Mechanical properties and damage behavior of tapered unidirectional CFRP laminates

Abstract

An understanding of damage mechanisms induced by drop-off plies in tapered composite laminates is crucial. This study investigated the mechanical properties and damage behaviors of asymmetric tapered unidirectional carbon fiber-reinforced plastic laminates. Damage observations of laminates with simultaneous tapered and staggered tapered structures under monotonic and cyclic tensile loads were done by an optical microscope and X-ray radiography. Based on the results, matrix cracks in the resin pocket and delamination occurred earliest in the simultaneous tapered specimen due to a greater stress concentration in a single large resin pocket in the structure.
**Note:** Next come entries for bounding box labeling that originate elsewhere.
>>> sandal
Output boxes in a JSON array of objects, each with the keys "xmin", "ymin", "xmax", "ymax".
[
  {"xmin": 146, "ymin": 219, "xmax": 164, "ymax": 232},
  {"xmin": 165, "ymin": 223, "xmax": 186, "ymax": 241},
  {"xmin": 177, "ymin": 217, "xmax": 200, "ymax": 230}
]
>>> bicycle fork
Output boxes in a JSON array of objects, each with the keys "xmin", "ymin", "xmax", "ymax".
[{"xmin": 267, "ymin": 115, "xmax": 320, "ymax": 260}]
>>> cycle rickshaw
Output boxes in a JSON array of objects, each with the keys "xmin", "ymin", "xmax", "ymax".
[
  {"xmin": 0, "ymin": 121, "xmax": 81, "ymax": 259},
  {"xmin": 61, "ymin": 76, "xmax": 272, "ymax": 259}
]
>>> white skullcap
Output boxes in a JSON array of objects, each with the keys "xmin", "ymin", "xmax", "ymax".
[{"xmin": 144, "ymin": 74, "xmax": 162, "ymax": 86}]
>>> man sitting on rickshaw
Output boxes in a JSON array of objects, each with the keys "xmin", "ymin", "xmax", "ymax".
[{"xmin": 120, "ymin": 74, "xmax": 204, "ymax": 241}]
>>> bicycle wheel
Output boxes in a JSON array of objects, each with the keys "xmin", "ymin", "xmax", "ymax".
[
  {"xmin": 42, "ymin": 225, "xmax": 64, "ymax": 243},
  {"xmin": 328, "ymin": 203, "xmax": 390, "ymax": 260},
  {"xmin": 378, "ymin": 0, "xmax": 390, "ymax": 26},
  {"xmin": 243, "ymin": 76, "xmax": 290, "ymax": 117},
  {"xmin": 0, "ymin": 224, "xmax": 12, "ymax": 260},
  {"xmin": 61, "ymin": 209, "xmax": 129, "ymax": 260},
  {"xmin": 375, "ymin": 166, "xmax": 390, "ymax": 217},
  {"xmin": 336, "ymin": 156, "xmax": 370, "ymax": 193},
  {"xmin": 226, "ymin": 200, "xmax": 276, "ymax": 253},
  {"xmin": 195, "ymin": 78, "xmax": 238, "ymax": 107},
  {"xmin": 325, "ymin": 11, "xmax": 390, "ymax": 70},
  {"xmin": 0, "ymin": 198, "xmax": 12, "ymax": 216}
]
Intralaminar damages in the staggered tapered specimen with a shorter step spacing occurred mainly in the lower dropped ply as there was a more significant interaction between the neighboring steps in the specimen. The drastic decrease in the stress concentration after the occurrence of damages in the neighboring step(s) then suppressed the occurrence of intralaminar damages in the upper dropped ply. This is in contrast to the specimen with a longer step spacing where the intralaminar damages occurred in both dropped plies due to the distributed stress distribution. Delamination propagated between the dropped plies and continuous (belt and core) plies for both staggered laminates regardless of the length of the step spacing at higher applied stress levels. The results showed that internal ply-drop configuration and step spacing in staggered tapered structures contribute to significant differences in the mechanical properties and damage behavior in the laminates.